Saiu em liberdade o casal de burlões de notas falsas, apesar de o ter ouvido a presidente do Coletivo de Juízes, Mariana Piçarra, aplicar-lhes a pena de cinco anos de prisão, mas com pena suspensa pelo mesmo período.

Jaime Barroso, de 63 anos, e Ana Maria Pinto, de 48 anos, foram condenados por terem praticado em co-autoria, um crime de contrafação de moeda, tendo sido absolvidos do crime de passagem de moeda falsa.

Justificando a absolvição do último dos crimes, a magistrada justificou que o casal “só passou 4 das 50 notas falsas que tinham na sua posse, com um lucro em notas verdadeiras de 110 euros”, concluiu.

Na anterior sessão e antes das alegações finais Jaime e Ana Maria já tinham visto ser extinta a acusação de quatro crimes de bula simples, por acordo com as comerciantes burladas com as notas falsas, a quem pagaram em pleno tribunal.

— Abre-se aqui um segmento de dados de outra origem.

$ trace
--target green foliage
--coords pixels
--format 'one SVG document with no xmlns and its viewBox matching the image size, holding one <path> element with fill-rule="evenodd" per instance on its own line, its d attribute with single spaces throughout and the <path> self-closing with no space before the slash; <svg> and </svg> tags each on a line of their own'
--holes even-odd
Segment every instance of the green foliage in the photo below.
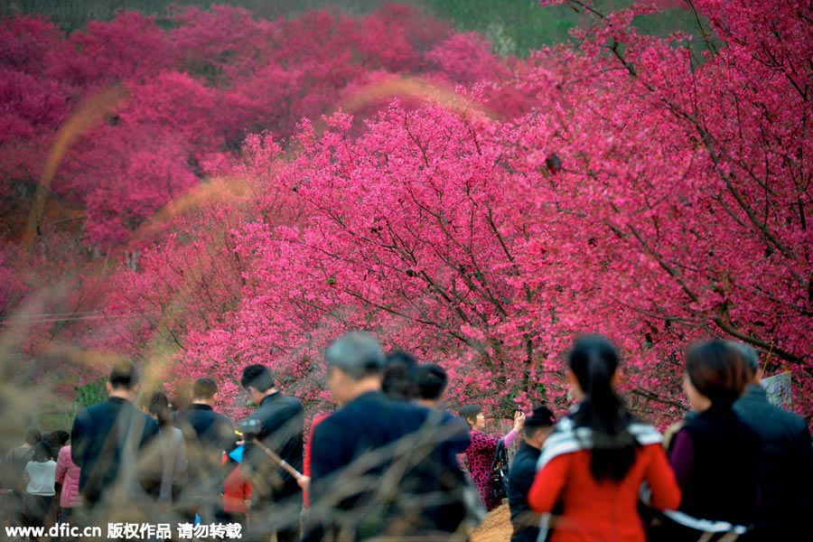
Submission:
<svg viewBox="0 0 813 542">
<path fill-rule="evenodd" d="M 75 386 L 76 400 L 73 403 L 74 414 L 85 406 L 92 406 L 104 402 L 107 398 L 105 378 L 99 378 L 81 386 Z"/>
<path fill-rule="evenodd" d="M 15 0 L 0 4 L 0 16 L 21 13 L 51 17 L 66 32 L 84 28 L 88 21 L 112 19 L 122 10 L 137 11 L 161 17 L 172 6 L 197 5 L 208 8 L 224 4 L 246 8 L 257 17 L 296 17 L 309 9 L 335 9 L 355 16 L 376 9 L 382 0 Z M 502 56 L 526 57 L 533 50 L 570 39 L 569 31 L 580 24 L 584 14 L 568 5 L 540 6 L 537 0 L 392 0 L 409 4 L 444 19 L 462 32 L 476 32 L 488 37 L 494 51 Z M 630 5 L 631 0 L 596 0 L 597 11 L 607 13 Z M 666 35 L 678 30 L 698 33 L 697 20 L 689 10 L 670 9 L 663 14 L 639 17 L 635 24 L 645 33 Z M 693 49 L 699 50 L 702 40 Z"/>
</svg>

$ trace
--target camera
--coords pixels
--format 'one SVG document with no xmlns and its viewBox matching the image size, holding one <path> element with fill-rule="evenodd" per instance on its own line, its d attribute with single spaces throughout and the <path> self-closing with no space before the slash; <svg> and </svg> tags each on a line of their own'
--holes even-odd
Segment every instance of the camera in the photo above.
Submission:
<svg viewBox="0 0 813 542">
<path fill-rule="evenodd" d="M 240 422 L 240 433 L 247 440 L 255 439 L 263 430 L 263 424 L 259 420 L 246 419 Z"/>
</svg>

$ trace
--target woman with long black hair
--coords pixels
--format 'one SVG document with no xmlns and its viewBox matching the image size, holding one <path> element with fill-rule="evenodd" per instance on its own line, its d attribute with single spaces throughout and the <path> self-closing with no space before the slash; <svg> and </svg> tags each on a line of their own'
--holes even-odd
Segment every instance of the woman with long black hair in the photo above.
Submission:
<svg viewBox="0 0 813 542">
<path fill-rule="evenodd" d="M 545 441 L 528 493 L 537 512 L 560 507 L 551 542 L 644 542 L 644 482 L 654 508 L 680 503 L 661 435 L 633 418 L 615 391 L 619 360 L 601 335 L 580 337 L 570 351 L 567 378 L 578 403 Z"/>
</svg>

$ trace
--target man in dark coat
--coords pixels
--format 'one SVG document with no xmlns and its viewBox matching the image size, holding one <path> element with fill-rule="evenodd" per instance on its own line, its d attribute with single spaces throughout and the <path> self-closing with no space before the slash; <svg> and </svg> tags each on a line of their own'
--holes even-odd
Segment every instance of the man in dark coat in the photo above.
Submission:
<svg viewBox="0 0 813 542">
<path fill-rule="evenodd" d="M 158 435 L 158 424 L 133 406 L 138 394 L 138 371 L 133 363 L 114 364 L 107 388 L 106 402 L 77 414 L 70 431 L 70 457 L 81 469 L 79 492 L 90 511 L 133 512 L 140 504 L 149 504 L 145 497 L 157 495 L 160 455 L 157 447 L 149 444 Z M 116 502 L 115 495 L 127 501 Z"/>
<path fill-rule="evenodd" d="M 460 484 L 459 467 L 446 460 L 453 427 L 381 392 L 384 357 L 369 335 L 338 339 L 325 359 L 327 387 L 341 406 L 313 431 L 306 540 L 465 539 L 464 526 L 441 528 L 436 513 Z"/>
<path fill-rule="evenodd" d="M 537 542 L 539 515 L 530 509 L 528 492 L 537 475 L 537 463 L 545 439 L 554 428 L 554 416 L 547 406 L 534 408 L 525 418 L 525 441 L 519 445 L 509 471 L 509 508 L 511 510 L 511 542 Z M 549 535 L 548 535 L 549 537 Z"/>
<path fill-rule="evenodd" d="M 268 535 L 276 531 L 277 542 L 299 540 L 302 488 L 264 448 L 302 472 L 302 403 L 284 395 L 271 371 L 263 365 L 246 367 L 240 384 L 258 406 L 241 424 L 246 449 L 240 468 L 251 481 L 248 537 L 267 540 Z"/>
<path fill-rule="evenodd" d="M 233 463 L 223 464 L 223 453 L 234 450 L 237 435 L 231 421 L 218 412 L 218 384 L 209 378 L 195 380 L 192 402 L 181 411 L 175 425 L 183 433 L 190 481 L 181 499 L 182 509 L 203 523 L 223 519 L 223 498 L 220 487 Z M 228 469 L 228 471 L 227 471 Z"/>
<path fill-rule="evenodd" d="M 756 351 L 743 343 L 729 344 L 745 361 L 750 379 L 734 412 L 762 439 L 760 500 L 749 540 L 794 540 L 813 516 L 810 431 L 803 417 L 768 402 Z"/>
</svg>

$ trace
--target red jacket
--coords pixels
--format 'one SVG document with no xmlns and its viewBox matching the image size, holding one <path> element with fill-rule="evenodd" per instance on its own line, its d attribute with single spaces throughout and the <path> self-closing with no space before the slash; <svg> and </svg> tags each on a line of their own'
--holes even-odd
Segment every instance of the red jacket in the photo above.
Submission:
<svg viewBox="0 0 813 542">
<path fill-rule="evenodd" d="M 563 512 L 553 525 L 551 542 L 644 542 L 638 513 L 641 483 L 652 490 L 654 508 L 677 509 L 680 504 L 680 489 L 662 445 L 639 448 L 621 482 L 597 482 L 590 472 L 590 453 L 578 450 L 556 455 L 537 472 L 528 495 L 531 509 L 550 512 L 562 500 Z"/>
</svg>

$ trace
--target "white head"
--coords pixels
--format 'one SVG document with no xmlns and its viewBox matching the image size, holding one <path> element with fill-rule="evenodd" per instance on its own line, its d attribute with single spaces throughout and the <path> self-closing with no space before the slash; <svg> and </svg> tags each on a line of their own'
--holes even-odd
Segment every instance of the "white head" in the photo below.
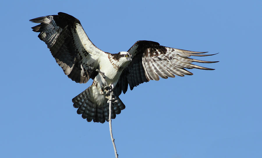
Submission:
<svg viewBox="0 0 262 158">
<path fill-rule="evenodd" d="M 116 64 L 119 67 L 125 66 L 132 61 L 132 55 L 127 52 L 120 52 L 116 54 Z"/>
</svg>

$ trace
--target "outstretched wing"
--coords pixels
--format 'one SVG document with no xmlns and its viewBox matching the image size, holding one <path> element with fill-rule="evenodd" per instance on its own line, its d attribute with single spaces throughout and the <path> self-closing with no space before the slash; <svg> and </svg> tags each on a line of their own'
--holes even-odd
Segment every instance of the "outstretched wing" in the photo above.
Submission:
<svg viewBox="0 0 262 158">
<path fill-rule="evenodd" d="M 115 87 L 118 95 L 127 90 L 129 84 L 132 90 L 134 87 L 150 80 L 184 76 L 193 74 L 185 68 L 213 70 L 191 63 L 192 62 L 211 63 L 218 61 L 200 60 L 190 58 L 190 56 L 204 56 L 214 54 L 201 54 L 207 52 L 192 52 L 160 46 L 157 42 L 139 41 L 128 50 L 133 55 L 132 62 L 123 71 Z"/>
<path fill-rule="evenodd" d="M 89 40 L 78 19 L 59 12 L 30 21 L 40 23 L 32 27 L 33 30 L 40 32 L 38 37 L 69 78 L 80 83 L 94 78 L 99 57 L 105 53 Z"/>
</svg>

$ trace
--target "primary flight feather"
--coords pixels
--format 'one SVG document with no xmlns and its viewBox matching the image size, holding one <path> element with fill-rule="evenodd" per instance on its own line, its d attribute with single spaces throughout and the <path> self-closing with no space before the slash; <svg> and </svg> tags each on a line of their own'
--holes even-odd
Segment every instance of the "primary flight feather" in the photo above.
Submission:
<svg viewBox="0 0 262 158">
<path fill-rule="evenodd" d="M 61 12 L 30 21 L 40 23 L 32 28 L 33 31 L 40 32 L 38 37 L 45 43 L 69 78 L 80 83 L 93 79 L 91 86 L 72 99 L 74 107 L 78 108 L 77 113 L 88 122 L 103 123 L 109 118 L 105 83 L 97 69 L 105 73 L 108 83 L 114 87 L 116 101 L 111 116 L 114 119 L 125 108 L 118 97 L 122 91 L 125 93 L 128 85 L 132 90 L 143 82 L 158 81 L 160 76 L 167 79 L 193 75 L 185 68 L 213 70 L 192 63 L 217 62 L 189 58 L 214 54 L 168 47 L 148 41 L 137 41 L 127 52 L 105 52 L 91 42 L 78 19 Z"/>
</svg>

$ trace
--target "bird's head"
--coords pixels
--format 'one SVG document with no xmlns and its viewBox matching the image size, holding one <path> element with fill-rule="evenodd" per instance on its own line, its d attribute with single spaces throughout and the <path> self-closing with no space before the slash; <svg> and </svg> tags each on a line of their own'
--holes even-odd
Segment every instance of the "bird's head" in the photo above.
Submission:
<svg viewBox="0 0 262 158">
<path fill-rule="evenodd" d="M 120 67 L 125 66 L 132 61 L 132 55 L 127 52 L 120 52 L 117 55 L 119 58 L 117 62 Z"/>
</svg>

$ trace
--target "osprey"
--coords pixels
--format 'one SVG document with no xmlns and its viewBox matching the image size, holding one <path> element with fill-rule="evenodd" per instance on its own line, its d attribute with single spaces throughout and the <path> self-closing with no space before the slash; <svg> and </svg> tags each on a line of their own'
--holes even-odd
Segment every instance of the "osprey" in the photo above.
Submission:
<svg viewBox="0 0 262 158">
<path fill-rule="evenodd" d="M 104 123 L 109 118 L 109 107 L 105 80 L 96 70 L 104 72 L 108 83 L 112 85 L 115 101 L 111 107 L 112 119 L 125 106 L 118 96 L 123 91 L 159 77 L 167 79 L 175 75 L 193 74 L 185 68 L 213 70 L 191 63 L 218 61 L 200 60 L 190 56 L 205 56 L 207 52 L 192 52 L 161 46 L 157 42 L 138 41 L 127 51 L 117 54 L 104 52 L 91 42 L 80 22 L 72 16 L 61 12 L 58 15 L 33 19 L 31 22 L 40 24 L 32 27 L 40 32 L 38 37 L 45 43 L 53 56 L 66 75 L 77 83 L 93 79 L 91 86 L 72 99 L 88 122 Z"/>
</svg>

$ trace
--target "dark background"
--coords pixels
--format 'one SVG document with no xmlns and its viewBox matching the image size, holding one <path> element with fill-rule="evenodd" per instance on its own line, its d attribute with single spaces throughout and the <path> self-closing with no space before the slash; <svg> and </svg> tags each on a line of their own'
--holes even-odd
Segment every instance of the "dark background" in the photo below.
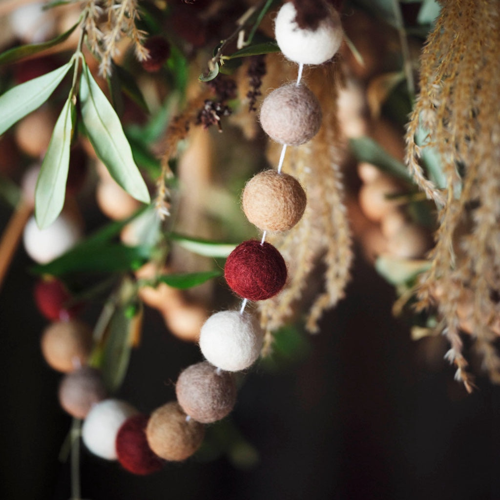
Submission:
<svg viewBox="0 0 500 500">
<path fill-rule="evenodd" d="M 2 226 L 8 214 L 2 210 Z M 58 406 L 60 376 L 40 352 L 45 323 L 31 298 L 29 264 L 20 250 L 0 292 L 0 498 L 67 500 L 69 465 L 58 455 L 70 420 Z M 84 449 L 82 497 L 500 498 L 498 388 L 480 378 L 467 396 L 442 361 L 446 342 L 412 342 L 391 316 L 392 289 L 360 257 L 353 274 L 307 356 L 278 370 L 258 364 L 242 382 L 231 422 L 258 452 L 254 466 L 205 454 L 138 477 Z M 148 310 L 119 396 L 151 411 L 173 398 L 180 370 L 200 360 Z"/>
</svg>

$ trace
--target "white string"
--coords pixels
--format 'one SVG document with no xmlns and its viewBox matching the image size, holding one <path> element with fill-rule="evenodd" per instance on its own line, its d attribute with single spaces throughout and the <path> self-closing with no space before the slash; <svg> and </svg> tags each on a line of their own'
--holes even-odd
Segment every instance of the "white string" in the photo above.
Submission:
<svg viewBox="0 0 500 500">
<path fill-rule="evenodd" d="M 243 312 L 245 310 L 245 306 L 246 305 L 246 302 L 248 302 L 248 298 L 244 298 L 243 302 L 242 302 L 242 308 L 240 310 L 240 314 L 243 314 Z"/>
<path fill-rule="evenodd" d="M 280 162 L 278 164 L 278 174 L 281 174 L 281 170 L 283 168 L 283 162 L 284 161 L 284 154 L 286 151 L 286 144 L 283 144 L 281 156 L 280 156 Z"/>
<path fill-rule="evenodd" d="M 297 86 L 298 86 L 298 84 L 300 82 L 300 80 L 302 78 L 302 70 L 304 68 L 304 65 L 302 62 L 300 62 L 298 65 L 298 74 L 297 76 Z"/>
</svg>

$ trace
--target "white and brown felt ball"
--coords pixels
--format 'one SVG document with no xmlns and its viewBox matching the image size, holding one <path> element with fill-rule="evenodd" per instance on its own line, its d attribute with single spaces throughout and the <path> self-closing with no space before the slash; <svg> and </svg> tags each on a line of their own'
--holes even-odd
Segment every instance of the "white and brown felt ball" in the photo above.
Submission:
<svg viewBox="0 0 500 500">
<path fill-rule="evenodd" d="M 288 84 L 264 100 L 260 125 L 273 140 L 298 146 L 312 138 L 321 126 L 321 106 L 304 85 Z"/>
<path fill-rule="evenodd" d="M 288 231 L 300 220 L 307 198 L 298 181 L 274 170 L 260 172 L 245 186 L 243 211 L 263 231 Z"/>
<path fill-rule="evenodd" d="M 180 462 L 200 448 L 204 428 L 187 416 L 176 401 L 167 403 L 152 414 L 146 437 L 150 448 L 160 458 Z"/>
<path fill-rule="evenodd" d="M 236 385 L 232 373 L 218 370 L 204 361 L 181 372 L 176 384 L 177 400 L 194 420 L 210 424 L 224 418 L 236 402 Z"/>
<path fill-rule="evenodd" d="M 106 398 L 106 392 L 98 370 L 82 366 L 63 377 L 59 384 L 59 402 L 76 418 L 84 418 L 94 404 Z"/>
<path fill-rule="evenodd" d="M 92 332 L 78 320 L 52 323 L 40 340 L 45 360 L 54 370 L 66 373 L 85 364 L 92 348 Z"/>
</svg>

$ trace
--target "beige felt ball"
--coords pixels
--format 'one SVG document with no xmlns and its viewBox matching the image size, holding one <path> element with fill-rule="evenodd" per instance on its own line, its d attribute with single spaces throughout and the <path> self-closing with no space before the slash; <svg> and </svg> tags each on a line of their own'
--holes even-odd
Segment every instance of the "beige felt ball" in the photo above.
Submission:
<svg viewBox="0 0 500 500">
<path fill-rule="evenodd" d="M 176 384 L 177 400 L 184 412 L 202 424 L 224 418 L 236 402 L 232 373 L 204 361 L 181 372 Z"/>
<path fill-rule="evenodd" d="M 150 448 L 160 458 L 185 460 L 200 448 L 204 436 L 203 425 L 188 416 L 176 402 L 172 402 L 151 414 L 146 437 Z"/>
<path fill-rule="evenodd" d="M 54 370 L 67 372 L 84 364 L 92 348 L 92 332 L 78 320 L 50 324 L 40 341 L 45 360 Z"/>
<path fill-rule="evenodd" d="M 84 418 L 92 406 L 106 396 L 99 370 L 90 366 L 68 374 L 59 385 L 61 406 L 76 418 Z"/>
<path fill-rule="evenodd" d="M 252 178 L 242 196 L 243 211 L 263 231 L 288 231 L 300 220 L 306 203 L 298 181 L 288 174 L 266 170 Z"/>
<path fill-rule="evenodd" d="M 273 140 L 298 146 L 312 138 L 321 126 L 321 106 L 304 85 L 288 84 L 273 90 L 260 108 L 260 125 Z"/>
</svg>

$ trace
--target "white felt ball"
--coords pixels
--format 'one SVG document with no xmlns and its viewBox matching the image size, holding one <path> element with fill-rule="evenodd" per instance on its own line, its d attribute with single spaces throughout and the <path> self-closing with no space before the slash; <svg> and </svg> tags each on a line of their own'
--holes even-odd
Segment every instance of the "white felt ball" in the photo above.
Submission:
<svg viewBox="0 0 500 500">
<path fill-rule="evenodd" d="M 87 414 L 82 427 L 82 438 L 94 455 L 106 460 L 118 458 L 115 442 L 122 424 L 138 413 L 134 406 L 118 400 L 104 400 Z"/>
<path fill-rule="evenodd" d="M 254 316 L 220 311 L 205 322 L 200 347 L 207 361 L 226 372 L 248 368 L 258 358 L 264 332 Z"/>
<path fill-rule="evenodd" d="M 24 228 L 23 242 L 28 255 L 39 264 L 44 264 L 69 250 L 81 236 L 78 224 L 64 214 L 43 230 L 32 216 Z"/>
<path fill-rule="evenodd" d="M 329 10 L 330 16 L 322 19 L 316 30 L 302 29 L 295 21 L 294 4 L 284 4 L 276 18 L 274 34 L 285 57 L 298 64 L 322 64 L 335 55 L 344 33 L 338 13 L 334 8 Z"/>
</svg>

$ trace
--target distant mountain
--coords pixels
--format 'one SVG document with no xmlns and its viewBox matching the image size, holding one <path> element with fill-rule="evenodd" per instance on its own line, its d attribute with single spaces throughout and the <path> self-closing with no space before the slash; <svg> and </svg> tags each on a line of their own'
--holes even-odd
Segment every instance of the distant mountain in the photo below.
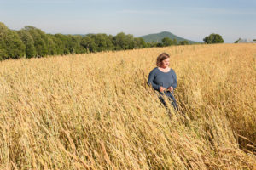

O casal vive na Praia da Rocha, em Portimão, na companhia de dois filhos da mulher resultante de uma anterior relação, aquando da detenção em 13 de novembro de 2017, na vila de Cuba, fazia-se transportar num luxuoso Mercedes, modelo E270-CDI, que foi apreendido tal como os dois telemóveis do casal.

Na ocasião foram ainda confiscados 1.300 euros em notas falsas de 50 euros, 262,89 euros em moedas e notas verdadeiras, provenientes das burlas efetuadas, quatro notas de 10 suid afrikaanse (moeda de Africa do Sul), uma nota de 500 afghanis (Afeganistão), uma nota de 10 intis (Perú) e uma nota de um dólar americano (Estados Unidos).

Jaime e Ana Maria têm cadastro por burla e emissão de cheques sem provisão, e sobre eles pendem 22 processos crimes, cujos NUIPC’s foram abertos por queixas na PSP de Lisboa, e encontravam-se em prisão preventiva. Ele no Estabelecimento Prisional de Beja e ela no Estabelecimento Prisional de Odemira, destinado a mulheres.